Le réchauffement climatique : un combat de tous les instants

Que le Président de la République ait pu nommer comme numéro 2 du Gouvernement un Ministre chargé de l’écologie a été un signe fort de son entrée en fonction. En effet, peu de Gouvernements n’avaient osé inscrire au tout premier rang de leurs préoccupations ce sujet. Il s’agissait d’un thème qui venait émailler les campagnes électorales et qui s’évanouissait ensuite, s’effaçant devant d’autres priorités. Et pourtant celle-là est l’une des plus importantes, peut-être même la plus fondamentale. Tout le reste est conjoncturel alors qu’avec l’écologie on est dans le durable, dans ce qu’il y a de plus essentiel. L’avenir de la planète, l’héritage que nous lèguerons à nos enfants ne saurait être un sujet secondaire.

La succession de catastrophes naturelles nous rappelle cette triste réalité : l’homme est allé trop loin dans cet irrespect de son cadre de vie, il est en train de le payer. La tempête de vent il y a quelques semaines dans le sud-ouest, celle qui a sévi sur le nord de la France contraignant à la fermeture totale les aéroports de Paris sont des signes particulièrement inquiétants.

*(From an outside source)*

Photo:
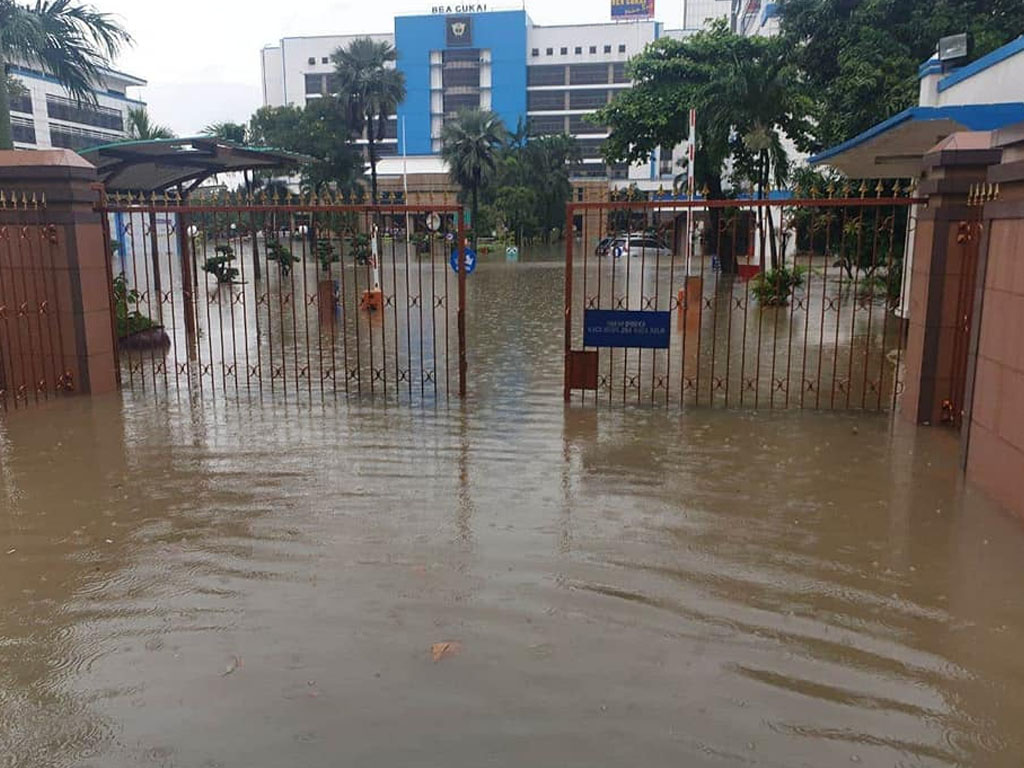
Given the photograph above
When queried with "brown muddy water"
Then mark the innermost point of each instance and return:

Ils interviennent en même temps qu’une canicule sans précédent en Australie où la température affiche 48° à Melbourne, réputée pourtant comme une ville tempérée. Ceci s’ajoute aux nombreuses inondations et autres tempêtes qui sévissent aux quatre coins du monde.

La France a raison d’inscrire le développement durable au premier rang de ses priorités gouvernementales. Mais seule elle ne peut pas grand-chose. C’est pourquoi Nicolas Sarkozy, sous sa présidence, a tenu à ce que l’Europe affirme une volonté politique forte dans ce domaine en faisant voter par les 27 des textes allant dans le sens de la politique ambitieuse inspirée par la France. Mais pour parvenir à des résultats probants dans ce domaine, il faut aussi que les principaux pollueurs mondiaux partagent ces préoccupations. L’Amérique de Georges Bush était très loin de cette orientation : les lobbys pétroliers semblaient faire la loi à Washington. Heureusement l’arrivée de Barack Obama semble donner aux USA une inflexion à 180° qui entendent devenir un pays vertueux. D’autres sont encore à convaincre comme la Chine ou l’Inde.

Les catastrophes naturelles n’épargnent personne. C’est pourquoi, tôt ou tard, et il faut que ce soit le plus tôt possible, l’ensemble des pays devront se convertir à cette politique volontariste de protection de la planète. Je ne doute pas un instant que les années qui viennent enregistreront dans ce domaine des évolutions positives. Les mentalités individuelles évoluent rapidement. Chacun de nous, et peut-être les enfants plus que les adultes, sont sensibilisés aux problèmes d’environnement. Alors soyons vigilants dans nos gestes quotidiens car la protection de la terre n’est pas l’apanage des Gouvernements, c’est aussi et avant tout l’affaire de tout un chacun dans son comportement quotidien.